Но глаза все продолжали смотреть на меня из света в темноту, волнуя и напоминая о чем-то.

Я глубоко вздохнул… Я сильно устал и чувствовал боязнь перед своими мыслями. Однажды, еще ребенком, когда я безотчетно верил и молился, случилось мне проснуться с ощущением безотчетного страха такою же темною ночью, как и эта ночь. В комнате не было света, и я казался себе затерянный в беспредельной темноте, наполненной неведомыми призраками. Чтобы отогнать страх, мне захотелось прочитать молитву, но вдруг в середине ее замешалось постороннее слово, другое… Я начал опять с первого слова, но, дойдя до прежнего места, опять невольно сбился. Так повторилось несколько раз. Сначала это была простая бессмыслица, но понемногу я с ужасом заметил, что, вместо ничего не значащих посторонних слов, теперь идут на ум наивные, детские кощунства. Я «ругал» бога так, как могут ругать сверстника или младшего брата. Тогда я понял, что это бес мешает мне молиться, что он стал между богом и мною. Мне казалось, что я никогда не дождусь конца этой беспредельной ночи…

Теперь у меня не было уже и следов детского суеверия, но страх был сильнее. Я шел в темноте, по плотине. По сторонам стояли корявые ветлы, налево темнело болото с еле мерцающими пятнами снега… Где-то сочилась струйка воды, вдалеке глухо, чуть слышно шумел поезд… И я чувствовал, что так же тихо и угрюмо просачиваются в моей голове темные мысли. И я не мог отогнать их… Я шел быстро, убегая от серого пятна, которое носил в себе… Еще несколько минут, и я кощунственно посягну на чистые человеческие образы, хранящиеся в последних закоулках души. И если я разложу их так, как разлагал до сих пор все, то серое пятно, без формы и содержания, склизкое, с червеобразными движениями, загрязнит всю душу без остатка… И тогда будет только туманная, гадкая, бездушная мгла без формы и содержания… Как та, что стоит над этим болотом…
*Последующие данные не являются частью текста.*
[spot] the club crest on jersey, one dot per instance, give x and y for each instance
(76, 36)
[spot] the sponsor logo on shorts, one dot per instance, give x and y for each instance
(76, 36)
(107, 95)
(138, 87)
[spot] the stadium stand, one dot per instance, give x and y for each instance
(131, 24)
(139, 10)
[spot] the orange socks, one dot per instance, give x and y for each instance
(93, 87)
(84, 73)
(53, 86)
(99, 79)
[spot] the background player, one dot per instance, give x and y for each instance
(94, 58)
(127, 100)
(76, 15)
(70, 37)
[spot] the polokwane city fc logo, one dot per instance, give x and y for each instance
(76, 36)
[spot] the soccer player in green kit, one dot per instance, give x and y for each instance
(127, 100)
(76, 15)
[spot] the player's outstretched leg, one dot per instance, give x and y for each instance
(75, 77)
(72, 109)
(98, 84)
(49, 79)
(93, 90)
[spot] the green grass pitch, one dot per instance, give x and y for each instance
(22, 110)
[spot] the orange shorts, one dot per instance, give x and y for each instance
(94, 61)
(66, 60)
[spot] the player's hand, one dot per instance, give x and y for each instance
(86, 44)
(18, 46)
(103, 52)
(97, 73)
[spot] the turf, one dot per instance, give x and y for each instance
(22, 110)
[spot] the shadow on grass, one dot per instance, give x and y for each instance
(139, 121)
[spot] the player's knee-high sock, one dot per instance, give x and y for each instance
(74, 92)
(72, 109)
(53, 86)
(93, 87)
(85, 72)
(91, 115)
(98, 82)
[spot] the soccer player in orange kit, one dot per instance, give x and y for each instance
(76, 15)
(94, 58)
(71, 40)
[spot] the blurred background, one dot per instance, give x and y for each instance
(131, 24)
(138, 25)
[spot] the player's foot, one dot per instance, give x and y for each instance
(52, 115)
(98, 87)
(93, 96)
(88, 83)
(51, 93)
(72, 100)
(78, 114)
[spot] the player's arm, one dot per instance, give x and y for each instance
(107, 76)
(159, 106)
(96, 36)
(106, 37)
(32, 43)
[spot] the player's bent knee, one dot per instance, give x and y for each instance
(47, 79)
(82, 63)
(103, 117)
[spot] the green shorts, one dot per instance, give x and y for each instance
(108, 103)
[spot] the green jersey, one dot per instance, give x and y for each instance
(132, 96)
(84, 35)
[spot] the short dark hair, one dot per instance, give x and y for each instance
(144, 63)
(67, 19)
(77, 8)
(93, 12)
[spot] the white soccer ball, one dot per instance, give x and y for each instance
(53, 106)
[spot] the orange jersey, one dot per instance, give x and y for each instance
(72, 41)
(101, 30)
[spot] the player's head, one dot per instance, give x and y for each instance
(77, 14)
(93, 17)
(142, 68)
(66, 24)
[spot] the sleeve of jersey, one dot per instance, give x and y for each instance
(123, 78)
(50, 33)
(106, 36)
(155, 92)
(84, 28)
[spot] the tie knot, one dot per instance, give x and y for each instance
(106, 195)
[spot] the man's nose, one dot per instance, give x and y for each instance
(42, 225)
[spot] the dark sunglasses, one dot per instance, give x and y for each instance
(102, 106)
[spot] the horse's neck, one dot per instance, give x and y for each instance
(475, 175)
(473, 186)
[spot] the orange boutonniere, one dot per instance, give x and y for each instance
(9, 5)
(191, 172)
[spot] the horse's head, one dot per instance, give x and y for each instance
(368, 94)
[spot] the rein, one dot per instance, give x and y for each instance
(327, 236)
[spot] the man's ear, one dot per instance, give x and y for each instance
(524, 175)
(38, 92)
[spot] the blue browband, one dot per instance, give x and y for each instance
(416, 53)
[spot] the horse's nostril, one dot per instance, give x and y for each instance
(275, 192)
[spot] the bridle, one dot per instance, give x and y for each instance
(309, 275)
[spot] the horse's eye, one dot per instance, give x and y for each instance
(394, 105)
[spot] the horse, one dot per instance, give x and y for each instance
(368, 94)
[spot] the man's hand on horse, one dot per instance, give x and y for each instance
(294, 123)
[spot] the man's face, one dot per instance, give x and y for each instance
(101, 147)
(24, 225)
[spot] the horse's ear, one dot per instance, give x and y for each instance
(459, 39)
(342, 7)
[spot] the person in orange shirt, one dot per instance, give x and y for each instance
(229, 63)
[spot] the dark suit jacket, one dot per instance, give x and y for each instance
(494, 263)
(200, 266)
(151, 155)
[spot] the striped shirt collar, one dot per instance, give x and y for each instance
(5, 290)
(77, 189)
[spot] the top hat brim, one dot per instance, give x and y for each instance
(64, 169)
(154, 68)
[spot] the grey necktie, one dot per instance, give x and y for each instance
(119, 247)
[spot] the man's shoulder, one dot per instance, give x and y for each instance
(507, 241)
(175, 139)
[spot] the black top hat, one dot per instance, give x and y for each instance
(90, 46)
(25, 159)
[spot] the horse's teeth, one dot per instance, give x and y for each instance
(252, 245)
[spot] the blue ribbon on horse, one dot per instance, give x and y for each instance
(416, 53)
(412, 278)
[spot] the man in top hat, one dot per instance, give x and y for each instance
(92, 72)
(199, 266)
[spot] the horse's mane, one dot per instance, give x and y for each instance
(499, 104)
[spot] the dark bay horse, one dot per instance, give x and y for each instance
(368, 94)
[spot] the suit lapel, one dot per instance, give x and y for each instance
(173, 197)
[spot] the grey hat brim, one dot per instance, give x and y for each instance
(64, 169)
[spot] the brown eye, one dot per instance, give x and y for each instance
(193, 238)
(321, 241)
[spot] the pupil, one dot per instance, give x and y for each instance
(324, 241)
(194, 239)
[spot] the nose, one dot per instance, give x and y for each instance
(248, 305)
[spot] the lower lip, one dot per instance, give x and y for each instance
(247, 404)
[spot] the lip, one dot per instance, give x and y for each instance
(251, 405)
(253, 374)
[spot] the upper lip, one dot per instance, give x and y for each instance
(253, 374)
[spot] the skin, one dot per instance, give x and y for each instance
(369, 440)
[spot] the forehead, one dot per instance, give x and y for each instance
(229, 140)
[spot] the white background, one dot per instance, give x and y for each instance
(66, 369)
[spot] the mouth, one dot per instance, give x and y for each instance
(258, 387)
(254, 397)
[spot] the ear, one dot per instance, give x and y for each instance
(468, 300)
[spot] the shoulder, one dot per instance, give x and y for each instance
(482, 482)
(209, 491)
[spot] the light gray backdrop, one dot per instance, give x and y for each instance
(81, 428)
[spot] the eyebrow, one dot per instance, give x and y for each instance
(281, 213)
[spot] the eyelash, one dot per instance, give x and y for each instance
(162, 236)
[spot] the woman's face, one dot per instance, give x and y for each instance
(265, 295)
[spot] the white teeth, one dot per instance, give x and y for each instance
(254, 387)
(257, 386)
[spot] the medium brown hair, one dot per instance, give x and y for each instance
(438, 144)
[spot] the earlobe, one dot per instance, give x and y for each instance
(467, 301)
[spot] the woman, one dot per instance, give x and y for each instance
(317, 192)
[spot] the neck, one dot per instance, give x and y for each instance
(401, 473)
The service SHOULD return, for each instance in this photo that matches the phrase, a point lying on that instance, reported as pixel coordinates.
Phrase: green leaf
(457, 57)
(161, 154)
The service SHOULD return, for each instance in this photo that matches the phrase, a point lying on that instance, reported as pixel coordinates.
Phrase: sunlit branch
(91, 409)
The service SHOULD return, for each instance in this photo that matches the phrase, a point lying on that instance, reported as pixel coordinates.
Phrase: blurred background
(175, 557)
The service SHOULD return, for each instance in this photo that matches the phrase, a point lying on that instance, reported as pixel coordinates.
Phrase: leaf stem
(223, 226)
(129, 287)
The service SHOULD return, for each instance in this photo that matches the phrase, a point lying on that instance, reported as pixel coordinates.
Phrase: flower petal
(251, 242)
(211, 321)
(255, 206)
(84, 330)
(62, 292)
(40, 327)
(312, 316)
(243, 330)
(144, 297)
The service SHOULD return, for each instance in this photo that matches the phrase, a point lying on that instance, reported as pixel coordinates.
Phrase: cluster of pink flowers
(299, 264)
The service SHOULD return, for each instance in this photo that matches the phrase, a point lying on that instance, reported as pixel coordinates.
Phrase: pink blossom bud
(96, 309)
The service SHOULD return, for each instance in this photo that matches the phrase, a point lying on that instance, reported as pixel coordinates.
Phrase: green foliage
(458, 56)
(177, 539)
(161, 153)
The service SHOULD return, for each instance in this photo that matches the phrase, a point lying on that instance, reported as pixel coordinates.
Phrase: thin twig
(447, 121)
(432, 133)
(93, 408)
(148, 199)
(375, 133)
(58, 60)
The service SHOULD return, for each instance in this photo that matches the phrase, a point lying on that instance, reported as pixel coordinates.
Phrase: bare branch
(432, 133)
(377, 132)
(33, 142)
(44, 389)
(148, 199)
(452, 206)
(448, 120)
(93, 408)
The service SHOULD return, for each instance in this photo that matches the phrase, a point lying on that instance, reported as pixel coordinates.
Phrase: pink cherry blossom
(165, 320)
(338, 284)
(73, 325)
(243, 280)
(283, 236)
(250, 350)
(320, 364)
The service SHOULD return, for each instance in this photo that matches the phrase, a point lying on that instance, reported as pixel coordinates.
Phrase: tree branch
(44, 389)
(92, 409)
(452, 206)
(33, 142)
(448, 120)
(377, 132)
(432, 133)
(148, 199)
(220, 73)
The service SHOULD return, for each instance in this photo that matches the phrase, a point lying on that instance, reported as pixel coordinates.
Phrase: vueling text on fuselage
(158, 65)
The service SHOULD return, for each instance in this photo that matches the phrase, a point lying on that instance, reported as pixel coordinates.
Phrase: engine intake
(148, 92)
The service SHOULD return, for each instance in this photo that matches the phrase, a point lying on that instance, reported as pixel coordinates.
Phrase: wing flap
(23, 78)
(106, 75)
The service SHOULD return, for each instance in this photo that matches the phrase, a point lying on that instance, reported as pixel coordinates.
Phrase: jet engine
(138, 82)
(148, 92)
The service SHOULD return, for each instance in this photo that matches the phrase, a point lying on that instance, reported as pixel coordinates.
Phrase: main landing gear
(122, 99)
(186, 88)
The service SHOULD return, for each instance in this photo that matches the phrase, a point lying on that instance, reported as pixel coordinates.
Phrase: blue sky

Меня это пугало… Сердце у меня стучало, как будто кто-то схватывал его невидимой рукой… Порой издалека глядели на меня человеческие глаза, полные грусти, одушевления, сочувствия и мысли, всего, что я считал в те минуты обманом…

Тит только что вернулся откуда-то, где опять вел горячие споры. Говорили о лекции Изборского. Одни доказывали, что преступно заниматься наукой, пока она является чужеядным растением на теле бедствующего народа… Другие отстаивали точку зрения Изборского. Тит вмешался горячо и внезапно. В его уме, конечно, при этом главное место занимала личная задача его жизни, которую он пытался обобщить. Поэтому его аргументация оказалась неожиданной даже для его союзников. На него наступали, требуя более ясного изложения. Когда же он увидел, что на него нападают те, кого он считал союзниками, то он пришел в исступление и на все отвечал одной фразой:

— Врете, врете!.. Все вы врете…

Он попытался рассказать мне содержание спора, но я слушал плохо.

Он перестал рассказывать и принялся кипятить на машинке липовый цвет.

— На вот, выпей… Будет философствовать. Спи!..

Позднею ночью я вдруг проснулся… Тит, раздетый, со свечой в руке, стоял над моей постелью и внимательно смотрел на меня. И в его глазах виднелась забота и нежность, от которых мне стало беспокойно и больно…

— Ложь, все глупости, — сказал я, отворачиваясь…

Я чувствовал, что со мною происходит что-то необычное. Я давно потерял прежний молодой сон. Голова работала быстро, ворочая все те же мысли вокруг основного ощущения, сердце принималось биться тревожно и часто… Мне все хотелось освободиться от чего-то, но это что-то навязчиво, почти стихийно овладевало мною, как пятно сырости на пропускной бумаге…

Теперь, с возвращением Доси, для меня наступили трудные дни. Я боялся себя, боялся дать волю кощунственному анализу, которым я уже не владел, а он овладевал мною. Чтобы заглушить свои мысли, я искал усталости, изнеможения, физического забытья и шатался целые дни. Заметив, что мои посещения платформы возбуждают тревогу сторожа и сторожихи, я стал ходить по окрестностям, но все-таки меня бессознательно тянуло к железной дороге с лязгающими и громыхающими поездами. Ноги ломило, все тело было разбито, но голова горела, и физическая усталость не подавляла лихорадочно работавшей мысли.

VIII

Однажды, проходя по плотине, я услыхал за собою торопливые шаги и, оглянувшись, увидел Соколову. Она куда-то быстро бежала, с сбившимся платком и растрепанными волосами. Заметив, что, кроме меня, никого нет на плотине, я остановился с некоторым недоумением.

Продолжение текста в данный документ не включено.